On Saturday, 10 January 2015 at 20:55:05 UTC, Laeeth Isharc wrote:
Hi Aldanor.
I wrote a slightly longer reply, but mislaid the file somewhere.
I guess your question might relate to wrapping the HDF5 library
- something that I have already done in a basic way, although I
welcome your project, as no doubt we will get to a higher
quality eventual solution that way.
One question about accurately representing the HDF5 object
hierarchy. Are you sure you wish to do this rather than
present a flattened approach oriented to what makes sense to
make things easy for the user in the way that is done by h5py
and pytables?
In terms of the actual garbage generated by this library -
there are lots of small objects. The little ones are things
like a file access attribute, or a schema for a dataset. But
really the total size taken up by the small ones is unlikely to
amount to much for scientific computing or for quant finance if
you have a small number of users and are not building some kind
of public web server. I think it should be satisfactory for
the little objects just to wrap the C functions with a D
wrapper and rely on the object destructor calling the C
function to free memory. On the rare occasions when not, it
will be pretty obvious to the user and he can always call
destroy directly.
For the big ones, maybe reference counting brings enough value
to be useful - I don't know. But mostly you are either passing
data to HDF5 to write, or you are receiving data from it. In
the former case you pass it a pointer to the data, and I don't
think it keeps it around. In the latter, you know how big the
buffer needs to be, and you can just allocate something from
the heap of the right size (and if using reflection, type) and
use destroy on it when done.
So I don't have enough experience yet with either D or HDF5 to
be confident in my view, but my inclination is to think that
one doesn't need to worry about reference counting.
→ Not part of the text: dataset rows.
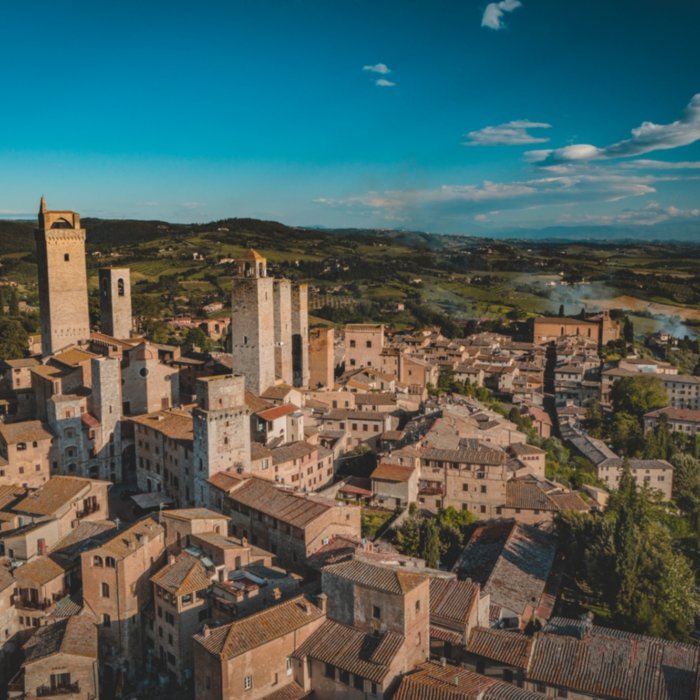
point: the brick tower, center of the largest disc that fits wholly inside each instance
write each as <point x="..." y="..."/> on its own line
<point x="63" y="296"/>
<point x="115" y="301"/>
<point x="252" y="323"/>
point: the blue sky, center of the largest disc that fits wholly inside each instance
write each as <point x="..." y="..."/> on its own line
<point x="447" y="116"/>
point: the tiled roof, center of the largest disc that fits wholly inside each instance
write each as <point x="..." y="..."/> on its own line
<point x="608" y="663"/>
<point x="57" y="492"/>
<point x="475" y="454"/>
<point x="38" y="572"/>
<point x="260" y="628"/>
<point x="392" y="472"/>
<point x="451" y="602"/>
<point x="270" y="414"/>
<point x="25" y="431"/>
<point x="193" y="514"/>
<point x="127" y="541"/>
<point x="295" y="509"/>
<point x="75" y="635"/>
<point x="436" y="682"/>
<point x="510" y="648"/>
<point x="175" y="424"/>
<point x="518" y="576"/>
<point x="185" y="575"/>
<point x="381" y="578"/>
<point x="362" y="654"/>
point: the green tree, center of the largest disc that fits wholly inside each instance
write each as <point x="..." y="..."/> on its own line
<point x="14" y="303"/>
<point x="14" y="339"/>
<point x="430" y="545"/>
<point x="639" y="394"/>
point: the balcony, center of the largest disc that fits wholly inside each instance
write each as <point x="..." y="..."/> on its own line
<point x="47" y="691"/>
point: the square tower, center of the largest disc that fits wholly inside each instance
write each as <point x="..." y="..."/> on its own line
<point x="300" y="334"/>
<point x="252" y="322"/>
<point x="221" y="430"/>
<point x="115" y="301"/>
<point x="283" y="330"/>
<point x="63" y="295"/>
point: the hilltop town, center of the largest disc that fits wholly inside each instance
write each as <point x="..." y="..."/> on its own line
<point x="257" y="499"/>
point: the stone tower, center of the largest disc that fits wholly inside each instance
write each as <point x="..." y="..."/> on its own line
<point x="63" y="296"/>
<point x="300" y="334"/>
<point x="115" y="301"/>
<point x="252" y="323"/>
<point x="221" y="431"/>
<point x="283" y="330"/>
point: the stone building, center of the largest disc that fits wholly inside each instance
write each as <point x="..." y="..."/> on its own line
<point x="221" y="430"/>
<point x="63" y="294"/>
<point x="25" y="453"/>
<point x="321" y="358"/>
<point x="252" y="657"/>
<point x="117" y="589"/>
<point x="115" y="301"/>
<point x="253" y="322"/>
<point x="60" y="660"/>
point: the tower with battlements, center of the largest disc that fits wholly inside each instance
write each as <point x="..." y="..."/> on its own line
<point x="115" y="301"/>
<point x="63" y="295"/>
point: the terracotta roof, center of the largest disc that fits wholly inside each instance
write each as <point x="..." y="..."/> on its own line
<point x="392" y="472"/>
<point x="451" y="602"/>
<point x="295" y="509"/>
<point x="127" y="541"/>
<point x="57" y="492"/>
<point x="25" y="431"/>
<point x="436" y="682"/>
<point x="76" y="636"/>
<point x="193" y="514"/>
<point x="602" y="662"/>
<point x="38" y="572"/>
<point x="362" y="654"/>
<point x="253" y="631"/>
<point x="510" y="648"/>
<point x="380" y="578"/>
<point x="270" y="414"/>
<point x="173" y="423"/>
<point x="185" y="575"/>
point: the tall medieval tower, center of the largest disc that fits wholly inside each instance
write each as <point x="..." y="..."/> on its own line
<point x="115" y="301"/>
<point x="63" y="295"/>
<point x="252" y="326"/>
<point x="221" y="428"/>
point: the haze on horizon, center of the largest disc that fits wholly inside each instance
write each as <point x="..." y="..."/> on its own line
<point x="468" y="117"/>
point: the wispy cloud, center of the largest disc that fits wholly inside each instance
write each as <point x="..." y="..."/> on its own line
<point x="493" y="14"/>
<point x="645" y="138"/>
<point x="380" y="68"/>
<point x="513" y="133"/>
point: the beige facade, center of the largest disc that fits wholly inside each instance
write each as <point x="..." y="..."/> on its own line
<point x="63" y="296"/>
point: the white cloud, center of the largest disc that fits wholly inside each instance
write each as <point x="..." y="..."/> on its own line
<point x="380" y="68"/>
<point x="493" y="14"/>
<point x="645" y="138"/>
<point x="514" y="133"/>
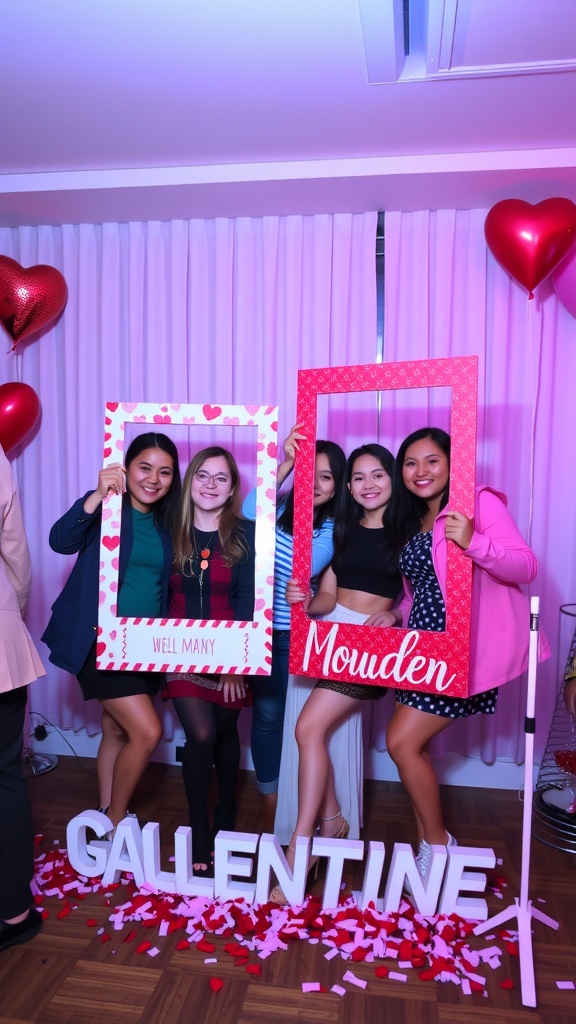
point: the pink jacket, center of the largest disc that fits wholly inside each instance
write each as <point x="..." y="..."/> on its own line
<point x="500" y="611"/>
<point x="19" y="663"/>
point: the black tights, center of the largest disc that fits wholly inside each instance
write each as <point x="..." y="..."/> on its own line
<point x="211" y="738"/>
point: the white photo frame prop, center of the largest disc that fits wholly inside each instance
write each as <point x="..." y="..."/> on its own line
<point x="187" y="644"/>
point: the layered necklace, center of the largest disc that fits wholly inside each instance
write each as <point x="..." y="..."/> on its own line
<point x="199" y="561"/>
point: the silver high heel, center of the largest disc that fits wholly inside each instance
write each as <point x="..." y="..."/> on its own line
<point x="277" y="895"/>
<point x="342" y="832"/>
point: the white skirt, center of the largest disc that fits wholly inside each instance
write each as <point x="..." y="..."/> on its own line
<point x="345" y="749"/>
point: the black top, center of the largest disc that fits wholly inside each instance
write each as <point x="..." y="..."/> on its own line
<point x="362" y="565"/>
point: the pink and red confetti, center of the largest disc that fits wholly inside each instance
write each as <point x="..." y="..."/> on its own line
<point x="436" y="947"/>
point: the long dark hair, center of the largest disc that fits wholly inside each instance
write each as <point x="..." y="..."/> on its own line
<point x="406" y="510"/>
<point x="230" y="532"/>
<point x="350" y="512"/>
<point x="337" y="461"/>
<point x="164" y="510"/>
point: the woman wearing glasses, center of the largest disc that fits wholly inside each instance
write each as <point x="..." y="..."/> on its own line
<point x="213" y="578"/>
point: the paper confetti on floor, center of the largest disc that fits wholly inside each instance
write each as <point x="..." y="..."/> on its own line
<point x="435" y="947"/>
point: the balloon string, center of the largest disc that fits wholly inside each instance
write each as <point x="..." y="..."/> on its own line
<point x="536" y="382"/>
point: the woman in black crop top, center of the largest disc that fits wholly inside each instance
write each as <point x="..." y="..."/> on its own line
<point x="361" y="586"/>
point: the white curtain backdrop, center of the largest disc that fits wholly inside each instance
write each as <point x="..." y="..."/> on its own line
<point x="187" y="311"/>
<point x="229" y="310"/>
<point x="445" y="296"/>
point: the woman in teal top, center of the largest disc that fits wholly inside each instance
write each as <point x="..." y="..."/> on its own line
<point x="151" y="484"/>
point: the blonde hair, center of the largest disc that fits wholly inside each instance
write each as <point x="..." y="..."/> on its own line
<point x="230" y="535"/>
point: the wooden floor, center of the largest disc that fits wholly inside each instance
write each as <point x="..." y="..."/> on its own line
<point x="67" y="974"/>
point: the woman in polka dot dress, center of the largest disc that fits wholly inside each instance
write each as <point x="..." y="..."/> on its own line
<point x="421" y="525"/>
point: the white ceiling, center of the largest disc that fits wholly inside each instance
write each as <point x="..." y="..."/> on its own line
<point x="126" y="110"/>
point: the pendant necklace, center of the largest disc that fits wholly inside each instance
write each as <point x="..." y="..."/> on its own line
<point x="202" y="562"/>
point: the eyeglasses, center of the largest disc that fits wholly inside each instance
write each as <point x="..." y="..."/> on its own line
<point x="217" y="479"/>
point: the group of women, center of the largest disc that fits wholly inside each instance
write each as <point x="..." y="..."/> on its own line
<point x="381" y="528"/>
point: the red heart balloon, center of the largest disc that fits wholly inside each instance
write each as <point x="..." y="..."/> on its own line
<point x="530" y="241"/>
<point x="30" y="299"/>
<point x="19" y="409"/>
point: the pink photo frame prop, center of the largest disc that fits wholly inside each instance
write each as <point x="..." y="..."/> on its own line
<point x="393" y="656"/>
<point x="177" y="644"/>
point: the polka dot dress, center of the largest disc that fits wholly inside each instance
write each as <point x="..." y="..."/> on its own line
<point x="428" y="612"/>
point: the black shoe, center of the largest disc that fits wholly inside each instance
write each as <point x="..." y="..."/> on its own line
<point x="224" y="817"/>
<point x="202" y="847"/>
<point x="13" y="935"/>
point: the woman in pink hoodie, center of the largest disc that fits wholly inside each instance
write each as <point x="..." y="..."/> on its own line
<point x="422" y="524"/>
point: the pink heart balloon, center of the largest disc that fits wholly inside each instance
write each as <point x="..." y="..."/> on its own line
<point x="564" y="281"/>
Since
objects are small and there are not that many of them, relying
on the destructor to be run (manually if need be) seems likely
to be fine, as I understand it. I may well be wrong on this,
and would like to understand the reasons if so.
Laeeth.
Thanks for the reply. Yes, this concerns my HDF5 wrapper project;
the main concern is not that the memory consumption of course,
but rather explicitly controlling lifetimes of the objects
(especially objects like files -- so you are can be sure there
are no zombie handles floating around). Most of the time when
you're doing some operations on an HDF5 file you want all handles
to get closed by the time you're done (i.e. by the time you leave
the scope) which feels natural (e.g. close groups, links etc).
Some operations in HDF5, particularly those related to
linking/unlinking/closing may behave different if an object has
any chilld objects with open handles. In addition to that, the C
HDF5 library retains the right to reuse both the memory and id
once the refcount drops to zero so it's best to be precise about
that and keep a registry of weak references to all C ids that D
knows about (sort of the same way as h5py does in Python).